I assumed all the $P (x,y) $ upto $x=k$ and $y=l $
On
Having $P(1,1)$ true we could also use the following technique.
If we prove it $\forall x>0$ whenever $P(x,l)$ is true then $P(x,l+1)$ is also true, we will have the induction in single variable ($l$) now and it'll help us conclude $P(x,y)$ is true for all positive $x,y$. Similar argument goes if we prove for all y with recursion in x.

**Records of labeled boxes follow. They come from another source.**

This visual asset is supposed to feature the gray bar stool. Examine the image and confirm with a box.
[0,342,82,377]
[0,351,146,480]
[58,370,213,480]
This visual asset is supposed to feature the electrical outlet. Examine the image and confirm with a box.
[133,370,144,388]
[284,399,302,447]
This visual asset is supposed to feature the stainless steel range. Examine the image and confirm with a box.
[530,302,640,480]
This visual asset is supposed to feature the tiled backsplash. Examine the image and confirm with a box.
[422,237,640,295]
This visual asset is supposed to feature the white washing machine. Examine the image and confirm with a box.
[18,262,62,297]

If you've only proved $P(k,l)\to P(k+1,l)$, then given that you've verified $P(1,1)$, you get $P(2,1)$ but you don't automatically get $P(1,2)$.
On the other hand, suppose $P(1,1)$ has been verified, and suppose you've proved both $P(k,l)\to P(k+1,l)$ and $P(k,l)\to P(k,l+1)$.

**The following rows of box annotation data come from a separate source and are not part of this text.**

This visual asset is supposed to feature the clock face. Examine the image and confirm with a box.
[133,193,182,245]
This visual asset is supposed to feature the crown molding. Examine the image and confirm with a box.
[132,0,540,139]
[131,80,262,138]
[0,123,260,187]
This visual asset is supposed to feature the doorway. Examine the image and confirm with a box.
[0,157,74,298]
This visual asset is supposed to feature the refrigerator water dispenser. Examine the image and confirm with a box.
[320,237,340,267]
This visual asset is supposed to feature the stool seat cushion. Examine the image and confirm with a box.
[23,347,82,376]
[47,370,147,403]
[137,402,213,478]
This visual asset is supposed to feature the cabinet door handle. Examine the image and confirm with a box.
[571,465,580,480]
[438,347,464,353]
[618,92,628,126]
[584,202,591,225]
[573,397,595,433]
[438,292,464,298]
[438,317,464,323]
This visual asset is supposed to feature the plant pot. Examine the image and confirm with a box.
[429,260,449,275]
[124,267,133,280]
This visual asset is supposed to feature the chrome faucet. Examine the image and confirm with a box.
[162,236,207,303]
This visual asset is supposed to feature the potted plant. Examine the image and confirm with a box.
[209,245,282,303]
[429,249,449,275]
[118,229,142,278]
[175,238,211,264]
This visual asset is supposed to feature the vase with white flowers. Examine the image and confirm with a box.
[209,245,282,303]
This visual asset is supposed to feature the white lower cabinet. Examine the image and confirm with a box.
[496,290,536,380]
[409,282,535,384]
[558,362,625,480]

Let $m,n$ be positive integers.
Starting with $P(1,1)$ and using (in any order) the implication $$P(k,l)\to P(k+1,l)\;\;\;m-1\;\text{times}$$ and the implication $$P(k,l)\to P(k,l+1)\;\;\;n-1\;\text{times}$$ you obtain $P(m,n)$.
It's analogous to moving from the point $(1,1)$ to the point $(m,n)$ using (in any order) $m-1$ unit steps to the right and $n-1$ unit steps up.
Thus if you have $P(1,1)$ and both implications $P(k,l)\to P(k+1,l)$ and $P(k,l)\to P(k,l+1)$, it follows that $P(m,n)$ holds for all positive integers $m,n$.